As I said, I hear stories about the struggle with stress and burnout from my clients all the time. For example, a workshop participant who worked “part-time” recently described her typical day:
“I get up at 5 am, get online, then wake up the kids, get them ready for school, eat breakfast, make lunches, take them to school and go to work. I work five hours straight through without breaks–since I’m only part-time. Then I leave for school, pick up the kids, take them to a play-date or host one, get back online, make dinner, get the kids ready for bed, get back online or do house chores I couldn’t get to, and go to bed around 11 pm.”
She said all this in front of a male executive, and he looked her incredulously after she finished describing her day, and said, “I would never do that!” Meaning, he would never live his life like that. He didn’t respect the fact that she was essentially working full-time in a part-time position. He also was puzzled by the fact that she managed home, family and work without taking time for herself, to recharge and release stress.
What to do: Eight tips for recharging when you struggle to take time for yourself.
Making time in your life for yourself is critical. It doesn’t always feel possible, but there are things you can do. If taking a vacation this summer is not an option for you, here are some tips to start taking a little bit of time every day to recharge. Start here:
1. Begin to make yourself the priority–even if it’s only for a small amount of time every day.

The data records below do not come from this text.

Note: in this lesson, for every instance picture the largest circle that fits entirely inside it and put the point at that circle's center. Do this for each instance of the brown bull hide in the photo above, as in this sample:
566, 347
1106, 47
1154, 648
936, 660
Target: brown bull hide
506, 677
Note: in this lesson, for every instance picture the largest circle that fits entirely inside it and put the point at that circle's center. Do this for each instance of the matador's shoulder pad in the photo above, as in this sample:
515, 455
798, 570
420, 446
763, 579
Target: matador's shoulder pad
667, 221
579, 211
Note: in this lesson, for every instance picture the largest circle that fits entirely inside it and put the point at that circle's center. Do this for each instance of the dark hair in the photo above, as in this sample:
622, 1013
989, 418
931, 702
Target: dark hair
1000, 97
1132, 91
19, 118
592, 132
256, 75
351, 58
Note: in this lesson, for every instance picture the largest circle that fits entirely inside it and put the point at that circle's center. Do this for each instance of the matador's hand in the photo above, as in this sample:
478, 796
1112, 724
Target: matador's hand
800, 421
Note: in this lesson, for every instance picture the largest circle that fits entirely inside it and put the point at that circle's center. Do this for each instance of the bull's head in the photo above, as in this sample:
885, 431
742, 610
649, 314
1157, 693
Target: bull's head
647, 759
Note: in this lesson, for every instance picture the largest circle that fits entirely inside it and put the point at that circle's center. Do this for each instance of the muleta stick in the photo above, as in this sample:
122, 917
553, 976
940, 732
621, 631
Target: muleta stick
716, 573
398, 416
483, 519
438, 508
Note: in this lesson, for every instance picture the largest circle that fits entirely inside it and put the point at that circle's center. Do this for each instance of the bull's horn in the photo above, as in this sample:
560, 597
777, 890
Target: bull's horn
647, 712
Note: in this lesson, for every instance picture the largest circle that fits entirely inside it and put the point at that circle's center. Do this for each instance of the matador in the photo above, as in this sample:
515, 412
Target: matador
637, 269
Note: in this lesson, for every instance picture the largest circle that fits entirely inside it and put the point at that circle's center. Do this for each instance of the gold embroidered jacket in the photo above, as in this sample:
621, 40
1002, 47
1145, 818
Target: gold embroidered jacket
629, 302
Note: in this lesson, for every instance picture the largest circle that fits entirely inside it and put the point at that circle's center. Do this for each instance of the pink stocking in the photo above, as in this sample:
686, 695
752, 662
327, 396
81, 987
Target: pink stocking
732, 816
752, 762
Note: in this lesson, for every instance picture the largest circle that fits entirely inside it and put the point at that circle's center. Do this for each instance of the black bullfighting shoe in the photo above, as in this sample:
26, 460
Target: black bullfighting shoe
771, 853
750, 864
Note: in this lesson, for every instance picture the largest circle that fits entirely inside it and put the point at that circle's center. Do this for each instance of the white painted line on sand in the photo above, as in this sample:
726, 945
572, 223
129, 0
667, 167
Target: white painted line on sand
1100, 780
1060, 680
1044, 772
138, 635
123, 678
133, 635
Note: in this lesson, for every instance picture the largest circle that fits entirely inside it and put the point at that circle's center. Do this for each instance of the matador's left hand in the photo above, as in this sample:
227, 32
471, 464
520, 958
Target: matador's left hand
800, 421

2. Stop beating yourself up. Silence that critical inner voice that says you have to be perfect.
3. Do something, even something tiny that will make you feel good each day.
4. Make time to rest. Even a few minutes of deep breathing will help.
5. Start meditating. Just five minutes can make a massive difference.
6. Exercise. Walk more, or find a family activity that you can all do together to be active.
7. Begin planning a future vacation. Half the fun is in the planning.
8. Find a colleague to be your “accountability buddy” and keep each other accountable for finding that “You Time.”